The name to refer to this metric by (e.g., "MyCustomMetric").

required
metric_class type[BaseMetric]

The class (must inherit from BaseMetric).

required

Raises:

Type Description
TypeError

If metric_class is not a subclass of gaico.BaseMetric.

summarize

summarize(metrics=None, custom_thresholds=None, agg_funcs=None)

Calculates and returns a summary DataFrame with aggregated scores and pass rates for each model and metric.

Parameters:

Name Type Description Default
metrics Optional[List[str]]

List of base metric names to include in the summary. If None, uses all metrics that have been calculated or can be calculated.

None
custom_thresholds Optional[Dict[str, float]]

Optional dictionary mapping flat metric names (e.g., "Jaccard", "ROUGE_rouge1") or base metric names (e.g., "ROUGE") to custom threshold values. If provided, these will override default thresholds for pass rate calculation.

None
agg_funcs Optional[List[str]]

List of aggregation functions (as strings, e.g., 'mean', 'std', 'min', 'max') to apply to scores. Defaults to ['mean', 'std'].

None

Returns:

Type Description
pd.DataFrame

A summary DataFrame with aggregated scores and pass rates. Columns will include 'model_name', and then aggregated score columns (e.g., 'Jaccard_mean', 'ROUGE_rouge1_std') and pass rate columns (e.g., 'Jaccard_pass_rate').

compare

compare(metrics=None, plot=False, custom_thresholds=None, output_csv_path=None, aggregate_func=None, plot_title_suffix='Comparison', radar_metrics_limit=12)

Compares models based on specified metrics, optionally plotting and generating a CSV. Handles both single-item and batch (dataset) evaluations.

Parameters:

Name Type Description Default
metrics Optional[List[str]]

List of base metric names. If None, uses all default registered metrics.

None
plot bool

If True, generates and shows plots. For batch data, plots are aggregated.

False
custom_thresholds Optional[Dict[str, float]]
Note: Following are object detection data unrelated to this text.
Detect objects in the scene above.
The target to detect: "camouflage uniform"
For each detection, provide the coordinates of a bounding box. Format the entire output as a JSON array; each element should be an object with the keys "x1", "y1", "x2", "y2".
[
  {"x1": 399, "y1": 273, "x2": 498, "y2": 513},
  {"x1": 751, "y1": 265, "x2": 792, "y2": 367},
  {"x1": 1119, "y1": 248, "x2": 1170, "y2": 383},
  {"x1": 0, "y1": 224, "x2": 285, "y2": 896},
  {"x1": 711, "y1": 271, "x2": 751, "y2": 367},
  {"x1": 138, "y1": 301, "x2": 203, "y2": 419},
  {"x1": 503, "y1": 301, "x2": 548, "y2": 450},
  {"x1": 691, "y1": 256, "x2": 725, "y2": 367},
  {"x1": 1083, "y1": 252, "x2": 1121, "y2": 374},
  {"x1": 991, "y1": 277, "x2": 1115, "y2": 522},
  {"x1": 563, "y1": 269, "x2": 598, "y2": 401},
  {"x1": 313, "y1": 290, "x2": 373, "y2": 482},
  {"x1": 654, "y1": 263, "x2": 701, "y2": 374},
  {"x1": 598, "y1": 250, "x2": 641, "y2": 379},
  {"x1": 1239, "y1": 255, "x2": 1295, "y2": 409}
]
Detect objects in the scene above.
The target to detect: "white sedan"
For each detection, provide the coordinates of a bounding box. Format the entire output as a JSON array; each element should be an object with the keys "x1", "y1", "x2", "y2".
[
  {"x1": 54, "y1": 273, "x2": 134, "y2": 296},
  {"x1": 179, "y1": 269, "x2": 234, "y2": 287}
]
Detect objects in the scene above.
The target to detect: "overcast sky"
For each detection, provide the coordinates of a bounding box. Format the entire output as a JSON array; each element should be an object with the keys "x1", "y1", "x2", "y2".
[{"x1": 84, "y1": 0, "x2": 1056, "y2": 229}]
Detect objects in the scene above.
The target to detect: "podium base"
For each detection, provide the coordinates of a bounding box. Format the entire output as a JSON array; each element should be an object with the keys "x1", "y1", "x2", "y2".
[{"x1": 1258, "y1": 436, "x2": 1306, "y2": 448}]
Dictionary of metric names to threshold values.

None
output_csv_path Optional[str]

If provided, path to save a detailed CSV report.

None
aggregate_func Optional[Callable]

Aggregation function (e.g., np.mean) for plotting batch results.

None
plot_title_suffix str

Suffix for plot titles.

'Comparison'
radar_metrics_limit int

Maximum number of metrics for a radar plot.

12

Returns:

Type Description
pd.DataFrame

A pandas DataFrame containing the detailed scores for all items.